Longitudinal Cut

The Longitudinal Cut is a topological operation performed on a reversed torus — one that has been turned inside-out — in which the cut follows the concentric (longitudinal) axis of the toric surface. The decisive theoretical property of this cut is that it dissolves the Borromean knot: by sectioning the reversed torus along this axis, the rings that compose the Borromean structure are freed from one another. This contrasts sharply with the transversal cut, which runs perpendicular to the longitudinal axis and fails to dissolve the knot. The distinction is not merely geometric but structural: the direction of the cut determines whether the interdependence constitutive of the Borromean linkage is broken or preserved.

The argument extends to a six-fold Borromean structure, where Lacan posits that the consequences of reversal — and therefore the efficacy of a given cut — differ depending on the arrangement of the rings.
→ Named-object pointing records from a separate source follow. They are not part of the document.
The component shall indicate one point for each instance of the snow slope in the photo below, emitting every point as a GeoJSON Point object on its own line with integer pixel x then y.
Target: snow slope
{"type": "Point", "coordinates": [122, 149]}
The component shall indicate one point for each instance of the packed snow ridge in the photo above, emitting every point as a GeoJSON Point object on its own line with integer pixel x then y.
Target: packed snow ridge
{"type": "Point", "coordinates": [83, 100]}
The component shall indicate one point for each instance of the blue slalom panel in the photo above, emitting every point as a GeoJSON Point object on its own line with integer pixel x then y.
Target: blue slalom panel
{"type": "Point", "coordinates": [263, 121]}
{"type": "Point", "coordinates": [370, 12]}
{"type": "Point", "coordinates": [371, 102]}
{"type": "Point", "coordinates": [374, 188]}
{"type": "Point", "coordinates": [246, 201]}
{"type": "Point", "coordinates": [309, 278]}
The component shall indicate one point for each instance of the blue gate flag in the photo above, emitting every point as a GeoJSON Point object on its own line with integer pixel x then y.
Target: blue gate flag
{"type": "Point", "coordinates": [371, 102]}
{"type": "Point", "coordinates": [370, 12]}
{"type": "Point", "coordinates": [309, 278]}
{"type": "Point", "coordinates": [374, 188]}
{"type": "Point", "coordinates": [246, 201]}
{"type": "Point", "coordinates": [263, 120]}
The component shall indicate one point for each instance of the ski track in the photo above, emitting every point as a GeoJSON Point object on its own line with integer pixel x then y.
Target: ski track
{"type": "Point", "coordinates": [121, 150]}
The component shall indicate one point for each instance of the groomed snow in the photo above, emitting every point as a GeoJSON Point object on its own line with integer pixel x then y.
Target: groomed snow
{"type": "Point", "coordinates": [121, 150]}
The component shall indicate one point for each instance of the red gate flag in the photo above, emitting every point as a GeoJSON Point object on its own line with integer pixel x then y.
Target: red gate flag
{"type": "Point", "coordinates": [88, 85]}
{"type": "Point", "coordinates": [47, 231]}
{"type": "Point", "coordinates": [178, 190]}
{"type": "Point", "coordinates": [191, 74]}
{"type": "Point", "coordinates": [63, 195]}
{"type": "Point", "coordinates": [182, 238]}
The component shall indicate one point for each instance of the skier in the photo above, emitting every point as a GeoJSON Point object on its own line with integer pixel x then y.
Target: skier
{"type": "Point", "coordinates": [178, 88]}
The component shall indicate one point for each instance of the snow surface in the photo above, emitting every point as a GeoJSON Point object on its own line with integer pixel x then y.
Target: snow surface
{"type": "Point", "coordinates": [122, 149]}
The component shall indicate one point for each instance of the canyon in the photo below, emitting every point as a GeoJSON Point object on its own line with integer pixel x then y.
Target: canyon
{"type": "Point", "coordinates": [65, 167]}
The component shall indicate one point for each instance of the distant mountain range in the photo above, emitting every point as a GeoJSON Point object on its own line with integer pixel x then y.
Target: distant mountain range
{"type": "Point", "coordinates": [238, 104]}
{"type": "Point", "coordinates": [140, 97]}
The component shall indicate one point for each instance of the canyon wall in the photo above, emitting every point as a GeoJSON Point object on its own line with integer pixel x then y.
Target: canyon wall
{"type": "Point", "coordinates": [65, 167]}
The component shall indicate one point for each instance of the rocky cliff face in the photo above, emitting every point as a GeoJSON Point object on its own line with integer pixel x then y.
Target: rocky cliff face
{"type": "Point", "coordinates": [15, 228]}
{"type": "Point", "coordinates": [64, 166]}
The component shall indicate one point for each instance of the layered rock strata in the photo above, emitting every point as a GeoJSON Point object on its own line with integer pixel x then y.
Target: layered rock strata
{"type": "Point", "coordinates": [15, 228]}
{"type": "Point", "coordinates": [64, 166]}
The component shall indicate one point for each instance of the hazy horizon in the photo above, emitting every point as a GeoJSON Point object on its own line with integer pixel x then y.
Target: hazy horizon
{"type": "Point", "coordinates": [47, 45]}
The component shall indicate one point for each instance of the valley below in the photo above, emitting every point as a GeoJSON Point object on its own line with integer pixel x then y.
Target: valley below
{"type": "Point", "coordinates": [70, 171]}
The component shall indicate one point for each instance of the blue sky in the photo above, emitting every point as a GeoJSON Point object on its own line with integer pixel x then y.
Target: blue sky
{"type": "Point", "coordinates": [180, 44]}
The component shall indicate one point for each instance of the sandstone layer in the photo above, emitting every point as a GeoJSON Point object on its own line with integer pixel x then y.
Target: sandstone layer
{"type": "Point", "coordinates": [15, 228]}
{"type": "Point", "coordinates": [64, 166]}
This implies that the longitudinal/transversal distinction is not absolute but is conditioned by the topology of the specific knot-configuration under analysis. The concept thus belongs to the late Lacanian project of using knot theory to formalise the conditions under which the RSI triad (or its more complex derivatives) can be dissolved or sustained — making the cut a concrete operator within topological writing rather than a metaphor.

Within jacques-lacan-seminar-25, the Longitudinal Cut is a specification of the broader topological apparatus that Lacan had been developing throughout his late seminars. It presupposes the Reversed Torus as its object of operation and is defined entirely by its contrast with the Transversal Cut. The concept is thus intelligible only within the framework of Topology as Lacan deploys it: not as an illustration but as a formal writing whose operations directly model structural relations. As the canonical definition of Topology notes, "A topology is always founded on a torus, even if this torus is at times a Klein bottle" — the torus is the foundational object, and cutting procedures on it are therefore operations on structure itself.

In relation to the Borromean Knot, the Longitudinal Cut functions as a dissolution operator: it undoes the triadic interdependence that the knot formalises. Where the Borromean Knot models the RSI registers as holding together only so long as all three rings are present, the Longitudinal Cut identifies the precise geometric condition under which that hold is released. This makes it a kind of inverse of the knotting function — not the fourth ring that repairs or sustains (as the sinthome does in Seminar XXIII), but the axial incision that undoes. The extension to a six-fold Borromean structure further suggests that Lacan is exploring how structural complexity (more rings, more arrangements) modulates the effect of topological operations, consistent with the late-Lacanian programme of writing the conditions of clinical stabilisation and dissolution in purely formal terms.

Seminar XXV · The Moment to ConcludeJacques Lacan · 1977 (p.12)

the cut (2) that I have just made dissolves the Borromean knot... I can call the other sense transversal (1). The transversal does not free the threefold torus but on the other hand the longitudinal frees it.

The quote is theoretically loaded because it identifies "dissolves" and "frees" as the operative verbs, making the Longitudinal Cut not merely a geometric description but a structural event: the Borromean interdependence — the very condition of RSI knotting — is undone by this axis of incision. The explicit opposition between "transversal" (which does not free) and "longitudinal" (which does) inscribes directionality as the decisive formal variable, grounding what might otherwise seem a purely mathematical distinction in the Lacanian stakes of what it means to break, or not break, a knot.